Dalam sebuah relief di Candi Borobudur digambar seekor burung berkepala dua. Dari dua kepala itu, satu berleher panjang dan satunya lagi pendek. Dengan lehernya yang panjang itu, segala macam buah-buahan dilahapnya, sementara si leher pendek tak mampu menggapai satu buah pun. Si leher pendek memohon belas kasihan kepada si leher panjang agar mau memberinya makanan. Tapi, dasar apatis, gak mau tolong – menolong, saling asih, si leher panjang tak sudi memberinya. ”Ambil saja sendiri kalau bisa,” itu kata yang sering diucapkannya.
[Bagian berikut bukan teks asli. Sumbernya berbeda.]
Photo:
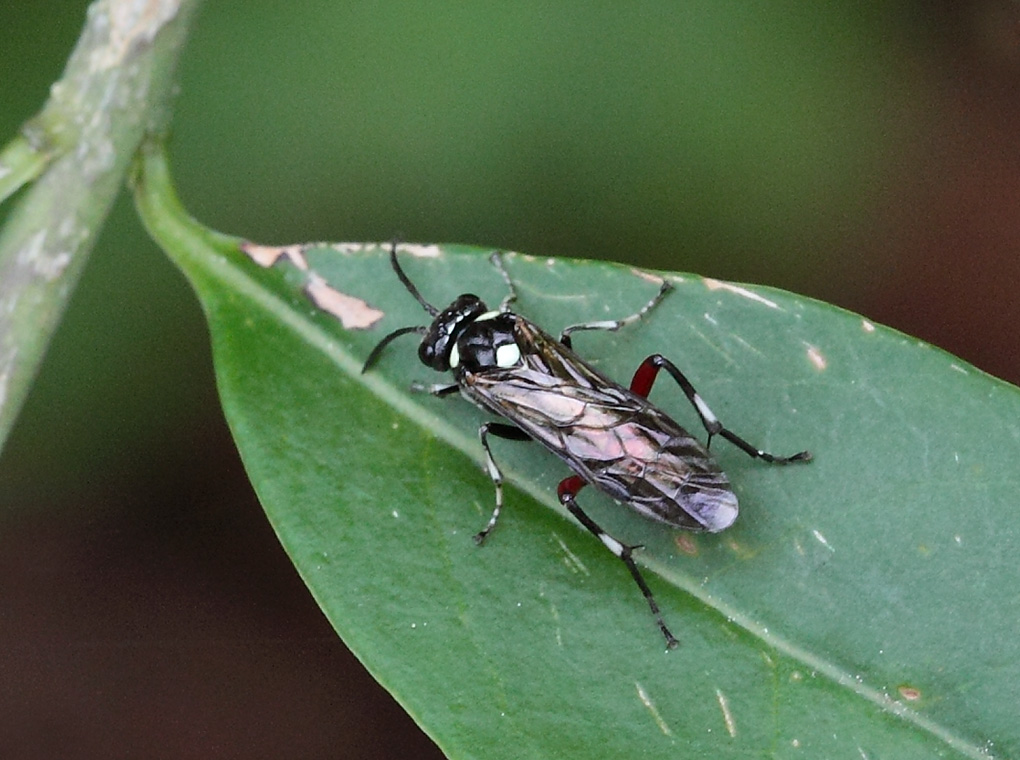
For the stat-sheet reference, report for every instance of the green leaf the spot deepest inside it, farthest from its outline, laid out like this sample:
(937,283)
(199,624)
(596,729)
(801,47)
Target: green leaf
(75,152)
(863,606)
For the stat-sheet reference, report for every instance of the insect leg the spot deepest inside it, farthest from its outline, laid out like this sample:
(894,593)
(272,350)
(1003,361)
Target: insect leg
(509,433)
(644,380)
(497,261)
(614,324)
(567,492)
(438,389)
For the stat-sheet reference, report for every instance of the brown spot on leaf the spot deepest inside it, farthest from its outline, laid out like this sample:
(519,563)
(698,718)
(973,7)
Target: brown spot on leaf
(352,312)
(268,255)
(686,544)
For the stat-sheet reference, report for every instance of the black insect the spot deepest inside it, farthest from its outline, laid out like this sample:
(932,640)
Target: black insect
(611,437)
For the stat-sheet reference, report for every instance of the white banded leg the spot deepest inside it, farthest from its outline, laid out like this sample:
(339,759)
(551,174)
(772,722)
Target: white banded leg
(567,492)
(509,433)
(614,324)
(644,380)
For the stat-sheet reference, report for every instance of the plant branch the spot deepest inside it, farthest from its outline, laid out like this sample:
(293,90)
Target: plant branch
(115,89)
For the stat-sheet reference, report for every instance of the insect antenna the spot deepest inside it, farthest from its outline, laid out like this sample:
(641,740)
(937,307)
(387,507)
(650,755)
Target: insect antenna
(374,355)
(432,311)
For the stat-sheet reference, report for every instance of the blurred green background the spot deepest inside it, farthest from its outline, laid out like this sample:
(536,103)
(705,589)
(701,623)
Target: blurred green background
(862,153)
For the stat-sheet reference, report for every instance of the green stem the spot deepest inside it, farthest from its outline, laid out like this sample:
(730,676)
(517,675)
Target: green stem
(114,90)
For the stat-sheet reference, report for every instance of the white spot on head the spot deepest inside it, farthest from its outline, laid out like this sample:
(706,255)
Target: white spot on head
(507,355)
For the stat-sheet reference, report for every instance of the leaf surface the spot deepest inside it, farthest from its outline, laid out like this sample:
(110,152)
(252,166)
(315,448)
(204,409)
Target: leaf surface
(863,606)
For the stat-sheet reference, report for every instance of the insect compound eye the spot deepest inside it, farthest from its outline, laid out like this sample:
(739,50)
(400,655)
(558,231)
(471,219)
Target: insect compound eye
(507,355)
(440,340)
(487,344)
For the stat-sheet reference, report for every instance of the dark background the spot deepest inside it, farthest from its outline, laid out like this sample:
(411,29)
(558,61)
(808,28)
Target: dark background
(863,154)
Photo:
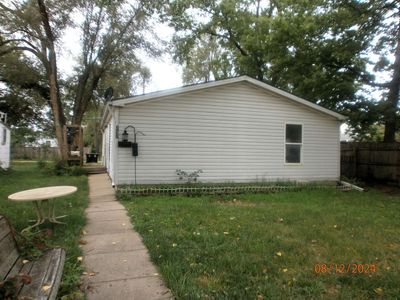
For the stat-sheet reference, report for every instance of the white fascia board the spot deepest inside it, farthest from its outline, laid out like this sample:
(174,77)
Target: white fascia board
(296,99)
(198,87)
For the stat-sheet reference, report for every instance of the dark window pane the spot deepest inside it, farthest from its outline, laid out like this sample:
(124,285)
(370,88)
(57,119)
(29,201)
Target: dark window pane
(293,153)
(293,133)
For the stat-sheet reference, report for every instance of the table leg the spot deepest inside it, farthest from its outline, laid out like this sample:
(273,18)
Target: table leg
(38,207)
(52,217)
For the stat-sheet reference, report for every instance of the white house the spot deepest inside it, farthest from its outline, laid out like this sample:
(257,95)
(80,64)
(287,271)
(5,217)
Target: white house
(4,142)
(234,130)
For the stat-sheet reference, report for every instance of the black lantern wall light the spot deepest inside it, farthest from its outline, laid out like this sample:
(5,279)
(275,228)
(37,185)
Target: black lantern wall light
(125,143)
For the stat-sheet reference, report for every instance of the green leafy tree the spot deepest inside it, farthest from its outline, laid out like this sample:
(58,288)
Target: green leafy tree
(310,48)
(318,50)
(110,34)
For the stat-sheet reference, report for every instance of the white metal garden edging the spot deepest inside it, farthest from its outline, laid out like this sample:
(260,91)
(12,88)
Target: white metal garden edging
(220,190)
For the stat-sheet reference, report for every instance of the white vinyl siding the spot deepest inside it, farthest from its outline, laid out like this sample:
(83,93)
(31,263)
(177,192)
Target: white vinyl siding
(233,133)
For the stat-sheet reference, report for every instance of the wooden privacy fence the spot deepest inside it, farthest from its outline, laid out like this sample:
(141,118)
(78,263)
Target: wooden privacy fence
(371,161)
(35,153)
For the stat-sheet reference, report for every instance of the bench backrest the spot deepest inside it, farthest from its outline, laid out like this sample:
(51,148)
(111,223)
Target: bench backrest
(8,248)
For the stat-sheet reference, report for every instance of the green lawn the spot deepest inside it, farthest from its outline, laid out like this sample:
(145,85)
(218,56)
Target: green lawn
(26,175)
(267,246)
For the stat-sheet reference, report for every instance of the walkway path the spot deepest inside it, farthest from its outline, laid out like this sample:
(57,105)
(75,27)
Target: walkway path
(117,263)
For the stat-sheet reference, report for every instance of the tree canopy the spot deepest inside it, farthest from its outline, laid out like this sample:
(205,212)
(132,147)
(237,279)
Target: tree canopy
(317,49)
(110,32)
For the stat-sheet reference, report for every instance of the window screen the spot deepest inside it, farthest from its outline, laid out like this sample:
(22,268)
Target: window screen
(293,143)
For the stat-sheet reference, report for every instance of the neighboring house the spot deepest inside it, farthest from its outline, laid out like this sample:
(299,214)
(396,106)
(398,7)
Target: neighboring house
(4,142)
(235,130)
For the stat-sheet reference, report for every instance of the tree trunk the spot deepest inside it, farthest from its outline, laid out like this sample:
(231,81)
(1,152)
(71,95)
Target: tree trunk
(392,101)
(51,70)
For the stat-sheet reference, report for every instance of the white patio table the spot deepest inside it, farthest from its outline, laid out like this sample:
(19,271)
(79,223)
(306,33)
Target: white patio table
(45,194)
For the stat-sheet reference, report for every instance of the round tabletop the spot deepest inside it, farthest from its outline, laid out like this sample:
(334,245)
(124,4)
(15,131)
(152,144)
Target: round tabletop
(43,193)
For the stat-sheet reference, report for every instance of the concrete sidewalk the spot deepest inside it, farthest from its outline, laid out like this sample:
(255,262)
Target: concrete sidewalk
(117,263)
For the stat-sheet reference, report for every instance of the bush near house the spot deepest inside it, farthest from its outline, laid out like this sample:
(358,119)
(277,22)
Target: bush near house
(289,245)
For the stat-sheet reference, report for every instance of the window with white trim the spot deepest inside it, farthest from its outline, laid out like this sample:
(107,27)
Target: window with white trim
(4,138)
(293,143)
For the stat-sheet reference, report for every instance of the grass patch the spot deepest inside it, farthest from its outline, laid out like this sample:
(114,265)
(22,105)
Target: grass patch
(266,246)
(26,175)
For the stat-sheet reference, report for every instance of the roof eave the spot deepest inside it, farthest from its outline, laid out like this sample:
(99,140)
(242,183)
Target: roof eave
(193,88)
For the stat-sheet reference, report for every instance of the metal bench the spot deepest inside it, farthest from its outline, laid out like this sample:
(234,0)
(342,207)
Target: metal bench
(42,277)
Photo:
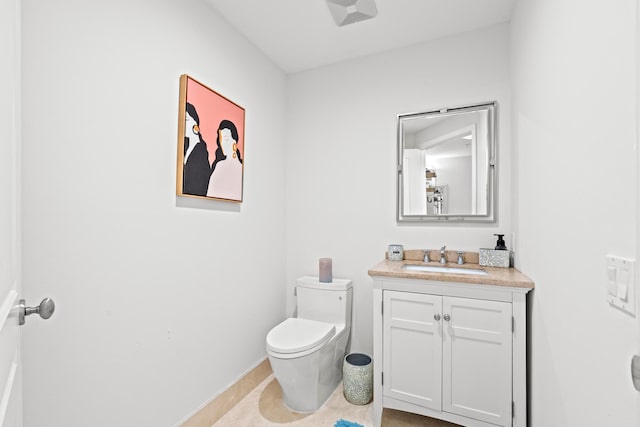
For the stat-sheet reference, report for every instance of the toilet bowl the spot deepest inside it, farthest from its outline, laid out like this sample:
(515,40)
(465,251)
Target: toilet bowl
(306,352)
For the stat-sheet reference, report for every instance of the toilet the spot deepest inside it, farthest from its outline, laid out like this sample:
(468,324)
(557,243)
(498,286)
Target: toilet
(306,352)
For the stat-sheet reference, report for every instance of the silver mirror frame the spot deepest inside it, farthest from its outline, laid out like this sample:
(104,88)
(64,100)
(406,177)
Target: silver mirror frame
(492,185)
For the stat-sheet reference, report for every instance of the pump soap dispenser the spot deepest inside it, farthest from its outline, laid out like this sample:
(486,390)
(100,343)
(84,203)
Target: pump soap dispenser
(498,257)
(500,244)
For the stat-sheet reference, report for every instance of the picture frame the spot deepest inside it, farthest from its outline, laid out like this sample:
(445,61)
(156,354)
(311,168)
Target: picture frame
(211,144)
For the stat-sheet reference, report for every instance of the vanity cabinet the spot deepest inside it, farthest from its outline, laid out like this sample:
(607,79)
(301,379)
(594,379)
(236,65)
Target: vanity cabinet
(448,354)
(453,351)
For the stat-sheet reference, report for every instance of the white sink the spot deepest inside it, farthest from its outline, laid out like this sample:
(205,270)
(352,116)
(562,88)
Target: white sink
(439,269)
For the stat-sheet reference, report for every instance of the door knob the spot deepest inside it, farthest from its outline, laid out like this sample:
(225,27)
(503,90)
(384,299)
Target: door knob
(45,310)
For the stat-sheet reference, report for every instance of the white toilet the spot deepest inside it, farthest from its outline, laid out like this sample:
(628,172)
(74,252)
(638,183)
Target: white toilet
(306,352)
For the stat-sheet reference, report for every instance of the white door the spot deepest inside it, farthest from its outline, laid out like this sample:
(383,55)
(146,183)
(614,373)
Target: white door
(10,369)
(477,359)
(412,348)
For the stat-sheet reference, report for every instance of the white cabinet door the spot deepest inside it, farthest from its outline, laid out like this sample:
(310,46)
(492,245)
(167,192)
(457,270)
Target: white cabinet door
(412,342)
(10,364)
(477,359)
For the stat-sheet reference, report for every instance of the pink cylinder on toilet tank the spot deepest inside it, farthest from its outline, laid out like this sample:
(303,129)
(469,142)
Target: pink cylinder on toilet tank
(326,275)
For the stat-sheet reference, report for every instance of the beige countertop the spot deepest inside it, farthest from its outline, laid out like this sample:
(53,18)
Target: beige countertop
(495,276)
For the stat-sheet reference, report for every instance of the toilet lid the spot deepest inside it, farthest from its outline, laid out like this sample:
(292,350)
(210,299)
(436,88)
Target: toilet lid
(294,335)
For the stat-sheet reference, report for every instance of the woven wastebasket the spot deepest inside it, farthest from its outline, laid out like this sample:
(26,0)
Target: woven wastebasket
(357,376)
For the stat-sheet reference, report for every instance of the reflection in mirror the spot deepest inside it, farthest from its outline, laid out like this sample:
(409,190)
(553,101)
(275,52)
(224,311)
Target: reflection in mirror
(446,164)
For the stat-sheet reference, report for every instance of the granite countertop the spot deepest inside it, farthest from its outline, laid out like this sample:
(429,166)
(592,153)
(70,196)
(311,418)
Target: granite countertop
(495,275)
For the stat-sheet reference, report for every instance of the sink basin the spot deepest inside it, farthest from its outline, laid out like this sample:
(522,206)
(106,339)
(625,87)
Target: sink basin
(439,269)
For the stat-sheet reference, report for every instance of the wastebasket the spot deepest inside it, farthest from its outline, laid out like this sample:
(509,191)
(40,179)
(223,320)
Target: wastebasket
(357,377)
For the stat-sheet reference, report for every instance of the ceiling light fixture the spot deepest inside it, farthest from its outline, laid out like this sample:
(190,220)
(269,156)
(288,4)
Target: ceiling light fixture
(346,12)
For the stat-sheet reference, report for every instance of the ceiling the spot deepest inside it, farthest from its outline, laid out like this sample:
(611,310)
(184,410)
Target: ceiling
(301,34)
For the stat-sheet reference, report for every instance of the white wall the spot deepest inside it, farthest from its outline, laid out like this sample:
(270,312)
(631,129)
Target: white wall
(341,155)
(574,126)
(161,303)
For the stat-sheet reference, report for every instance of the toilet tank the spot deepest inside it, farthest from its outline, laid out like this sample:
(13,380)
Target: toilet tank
(325,302)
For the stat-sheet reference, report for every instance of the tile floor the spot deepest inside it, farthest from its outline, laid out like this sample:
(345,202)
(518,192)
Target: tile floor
(263,407)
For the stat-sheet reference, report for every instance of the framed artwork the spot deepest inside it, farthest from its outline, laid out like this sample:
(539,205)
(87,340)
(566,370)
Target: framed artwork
(210,144)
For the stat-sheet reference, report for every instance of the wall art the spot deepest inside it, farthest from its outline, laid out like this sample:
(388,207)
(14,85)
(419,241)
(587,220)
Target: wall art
(211,144)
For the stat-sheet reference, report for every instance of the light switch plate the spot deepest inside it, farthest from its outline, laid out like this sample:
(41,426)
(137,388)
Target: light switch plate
(620,282)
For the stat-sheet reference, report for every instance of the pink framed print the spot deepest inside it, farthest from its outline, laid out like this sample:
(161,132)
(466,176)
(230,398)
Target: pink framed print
(211,144)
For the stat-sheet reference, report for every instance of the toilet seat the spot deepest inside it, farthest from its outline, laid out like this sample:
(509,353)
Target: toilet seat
(297,337)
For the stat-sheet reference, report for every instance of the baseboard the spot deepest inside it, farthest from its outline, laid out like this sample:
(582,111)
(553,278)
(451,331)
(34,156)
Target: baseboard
(211,412)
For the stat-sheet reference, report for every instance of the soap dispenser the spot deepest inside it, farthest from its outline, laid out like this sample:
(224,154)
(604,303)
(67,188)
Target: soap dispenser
(500,244)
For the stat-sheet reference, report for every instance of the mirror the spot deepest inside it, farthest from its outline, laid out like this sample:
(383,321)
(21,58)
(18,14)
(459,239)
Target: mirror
(446,165)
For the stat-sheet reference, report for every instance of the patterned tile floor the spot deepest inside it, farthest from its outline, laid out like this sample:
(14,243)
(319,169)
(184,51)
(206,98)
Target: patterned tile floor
(263,407)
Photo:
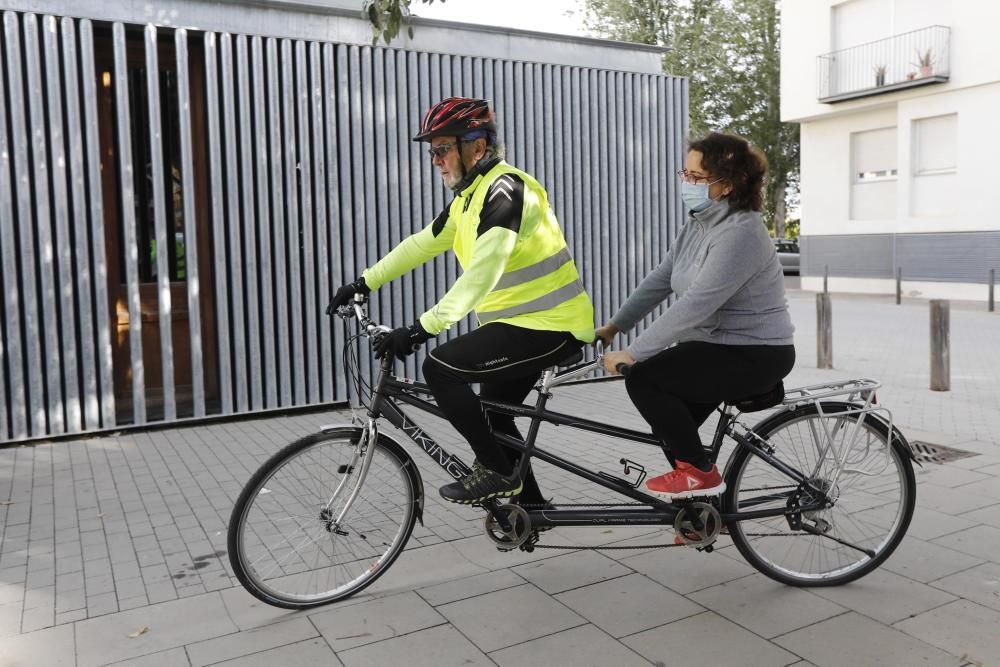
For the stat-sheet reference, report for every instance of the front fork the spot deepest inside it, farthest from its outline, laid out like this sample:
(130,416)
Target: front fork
(365,452)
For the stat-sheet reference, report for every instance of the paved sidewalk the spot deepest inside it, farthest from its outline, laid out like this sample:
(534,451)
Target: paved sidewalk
(114,549)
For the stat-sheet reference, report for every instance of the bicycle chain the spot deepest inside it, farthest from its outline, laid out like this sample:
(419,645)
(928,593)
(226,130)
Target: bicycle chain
(576,547)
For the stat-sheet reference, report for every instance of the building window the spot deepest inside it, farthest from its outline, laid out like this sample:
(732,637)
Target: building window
(934,150)
(873,167)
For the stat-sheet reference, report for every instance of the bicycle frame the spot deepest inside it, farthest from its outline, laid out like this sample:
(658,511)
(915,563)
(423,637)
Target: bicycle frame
(390,389)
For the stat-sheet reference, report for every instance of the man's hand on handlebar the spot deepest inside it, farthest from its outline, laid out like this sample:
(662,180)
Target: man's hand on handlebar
(617,362)
(401,342)
(346,293)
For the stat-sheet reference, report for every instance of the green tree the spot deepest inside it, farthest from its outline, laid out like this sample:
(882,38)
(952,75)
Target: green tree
(388,16)
(730,52)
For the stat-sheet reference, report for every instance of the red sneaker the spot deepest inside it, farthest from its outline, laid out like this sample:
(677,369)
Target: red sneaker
(687,481)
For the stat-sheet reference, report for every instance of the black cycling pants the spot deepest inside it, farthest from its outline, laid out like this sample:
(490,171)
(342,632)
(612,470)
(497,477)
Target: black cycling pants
(507,361)
(676,390)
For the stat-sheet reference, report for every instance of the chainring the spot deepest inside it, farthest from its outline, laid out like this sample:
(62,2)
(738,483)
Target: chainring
(702,514)
(520,530)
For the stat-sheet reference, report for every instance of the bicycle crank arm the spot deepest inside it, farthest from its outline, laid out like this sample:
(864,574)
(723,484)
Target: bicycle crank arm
(815,531)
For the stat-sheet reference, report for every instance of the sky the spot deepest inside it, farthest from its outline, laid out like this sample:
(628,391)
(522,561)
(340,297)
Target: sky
(559,16)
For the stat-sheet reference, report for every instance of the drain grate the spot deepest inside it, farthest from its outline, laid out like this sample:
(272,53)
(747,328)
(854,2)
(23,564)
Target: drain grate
(926,452)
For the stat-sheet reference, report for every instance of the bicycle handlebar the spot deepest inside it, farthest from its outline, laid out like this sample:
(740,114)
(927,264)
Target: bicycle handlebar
(374,329)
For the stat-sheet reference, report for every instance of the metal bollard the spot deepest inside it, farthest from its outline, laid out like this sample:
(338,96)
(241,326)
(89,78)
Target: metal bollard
(993,276)
(824,331)
(940,349)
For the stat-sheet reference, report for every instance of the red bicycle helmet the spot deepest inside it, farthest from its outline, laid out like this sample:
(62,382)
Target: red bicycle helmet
(456,117)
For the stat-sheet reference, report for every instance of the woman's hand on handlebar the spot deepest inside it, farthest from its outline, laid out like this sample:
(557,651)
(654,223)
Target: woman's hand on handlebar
(613,359)
(606,333)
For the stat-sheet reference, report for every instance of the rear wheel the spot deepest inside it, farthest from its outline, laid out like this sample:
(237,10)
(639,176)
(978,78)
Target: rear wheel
(873,496)
(284,544)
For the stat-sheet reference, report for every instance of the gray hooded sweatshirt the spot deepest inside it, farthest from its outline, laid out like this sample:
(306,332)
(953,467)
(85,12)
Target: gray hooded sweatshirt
(729,286)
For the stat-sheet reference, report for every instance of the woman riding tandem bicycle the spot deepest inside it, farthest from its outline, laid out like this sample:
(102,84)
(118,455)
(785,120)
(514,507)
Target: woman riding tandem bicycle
(818,493)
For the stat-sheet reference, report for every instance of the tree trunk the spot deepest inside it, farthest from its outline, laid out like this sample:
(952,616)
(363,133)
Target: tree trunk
(779,209)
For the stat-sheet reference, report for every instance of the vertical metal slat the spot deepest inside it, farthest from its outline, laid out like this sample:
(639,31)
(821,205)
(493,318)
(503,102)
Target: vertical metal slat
(95,197)
(234,247)
(160,226)
(345,212)
(283,358)
(336,247)
(248,258)
(191,270)
(63,273)
(127,182)
(294,245)
(265,269)
(81,246)
(307,278)
(215,164)
(17,427)
(43,227)
(322,362)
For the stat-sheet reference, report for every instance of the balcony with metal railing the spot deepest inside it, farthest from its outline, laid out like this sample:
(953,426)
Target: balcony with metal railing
(912,59)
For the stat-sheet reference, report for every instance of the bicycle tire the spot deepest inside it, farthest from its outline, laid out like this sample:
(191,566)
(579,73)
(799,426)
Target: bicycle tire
(246,528)
(851,517)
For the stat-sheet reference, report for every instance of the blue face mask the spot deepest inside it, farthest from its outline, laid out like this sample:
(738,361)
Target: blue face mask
(695,195)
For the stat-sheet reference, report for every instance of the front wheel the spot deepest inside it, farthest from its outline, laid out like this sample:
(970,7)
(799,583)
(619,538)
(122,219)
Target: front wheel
(872,496)
(285,545)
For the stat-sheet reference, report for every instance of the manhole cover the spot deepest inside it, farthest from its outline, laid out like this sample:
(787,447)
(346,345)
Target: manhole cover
(926,452)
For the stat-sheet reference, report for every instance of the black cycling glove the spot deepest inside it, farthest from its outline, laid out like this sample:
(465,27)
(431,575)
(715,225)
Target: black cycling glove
(401,342)
(346,293)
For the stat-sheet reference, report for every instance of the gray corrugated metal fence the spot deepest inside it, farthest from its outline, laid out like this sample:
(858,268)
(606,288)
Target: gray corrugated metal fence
(962,257)
(311,176)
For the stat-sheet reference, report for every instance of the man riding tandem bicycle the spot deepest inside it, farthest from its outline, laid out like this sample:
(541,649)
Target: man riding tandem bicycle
(818,493)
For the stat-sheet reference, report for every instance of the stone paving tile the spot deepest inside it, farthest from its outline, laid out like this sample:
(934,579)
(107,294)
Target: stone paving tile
(51,647)
(433,647)
(699,640)
(686,570)
(852,639)
(950,501)
(247,612)
(425,566)
(360,624)
(981,541)
(628,605)
(460,589)
(766,607)
(885,596)
(962,628)
(528,613)
(309,652)
(927,561)
(106,638)
(584,646)
(928,524)
(175,657)
(254,641)
(573,570)
(980,584)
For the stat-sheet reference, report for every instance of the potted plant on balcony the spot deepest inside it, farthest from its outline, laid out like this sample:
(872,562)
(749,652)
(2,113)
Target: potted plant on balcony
(925,62)
(879,75)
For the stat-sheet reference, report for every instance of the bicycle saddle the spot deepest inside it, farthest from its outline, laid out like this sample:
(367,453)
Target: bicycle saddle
(573,359)
(768,399)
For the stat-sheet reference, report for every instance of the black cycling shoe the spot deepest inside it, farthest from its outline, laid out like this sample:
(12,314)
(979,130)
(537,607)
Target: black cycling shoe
(480,485)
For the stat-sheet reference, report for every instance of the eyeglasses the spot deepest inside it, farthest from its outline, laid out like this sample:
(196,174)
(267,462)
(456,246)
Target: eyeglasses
(440,151)
(694,177)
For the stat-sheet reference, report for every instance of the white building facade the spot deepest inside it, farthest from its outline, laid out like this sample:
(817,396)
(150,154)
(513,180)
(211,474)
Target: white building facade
(898,104)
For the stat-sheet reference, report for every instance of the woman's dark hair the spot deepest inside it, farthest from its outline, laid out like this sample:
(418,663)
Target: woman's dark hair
(739,164)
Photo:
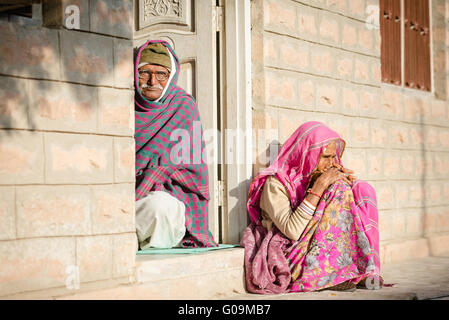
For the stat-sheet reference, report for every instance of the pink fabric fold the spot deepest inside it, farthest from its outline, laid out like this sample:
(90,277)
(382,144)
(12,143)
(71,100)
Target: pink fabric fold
(276,264)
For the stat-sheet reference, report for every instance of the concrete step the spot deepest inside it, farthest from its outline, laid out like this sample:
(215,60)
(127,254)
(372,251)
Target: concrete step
(209,275)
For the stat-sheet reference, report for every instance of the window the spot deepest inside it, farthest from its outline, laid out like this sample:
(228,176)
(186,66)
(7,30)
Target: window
(405,43)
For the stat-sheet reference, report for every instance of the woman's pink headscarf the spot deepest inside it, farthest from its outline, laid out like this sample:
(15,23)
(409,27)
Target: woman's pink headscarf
(295,164)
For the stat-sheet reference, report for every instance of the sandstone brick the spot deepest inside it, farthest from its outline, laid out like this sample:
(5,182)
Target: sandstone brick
(431,137)
(443,139)
(280,17)
(349,34)
(87,58)
(439,61)
(438,244)
(265,131)
(391,104)
(270,50)
(29,52)
(412,108)
(355,159)
(402,194)
(124,159)
(385,225)
(430,221)
(281,88)
(398,224)
(124,254)
(360,132)
(21,157)
(439,111)
(83,6)
(73,158)
(345,65)
(441,165)
(356,9)
(446,192)
(443,219)
(307,92)
(7,213)
(290,120)
(416,196)
(342,126)
(63,106)
(52,211)
(124,64)
(413,223)
(369,102)
(417,136)
(308,19)
(398,135)
(407,164)
(294,55)
(34,264)
(339,6)
(113,208)
(14,103)
(116,111)
(350,99)
(94,258)
(406,250)
(366,39)
(379,133)
(329,28)
(328,95)
(323,60)
(385,195)
(392,161)
(376,71)
(114,17)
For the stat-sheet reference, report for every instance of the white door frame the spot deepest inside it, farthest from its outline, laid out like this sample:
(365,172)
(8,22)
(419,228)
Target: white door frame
(237,174)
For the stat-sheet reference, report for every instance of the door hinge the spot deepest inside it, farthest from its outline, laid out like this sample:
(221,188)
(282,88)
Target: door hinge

Sedih nian si leher pendek. Hidup begitu berat, tapi “saudara” setubuh tidak tersentuh untuk memberikan “sedekah”. Maka, daripada cuma melihat impian kosong, dia mematuk umbi beracun yang ada dalam jangkauan lehernya. Apa boleh buat, burung berkepala dua dan bertubuh satu itu pun tewas. Hidup memang harus saling menolong. Tiada yang menguasai atau dikuasai. Tanpa keserakahan, tanpa membeda – bedakan. Selalu ingat sekeliling, ingat samping. Saling mengingatkan, saling mengasihi. Kalau tidak, sirnalah peradaban manusia di muka bumi ini. Wallahu a’lam.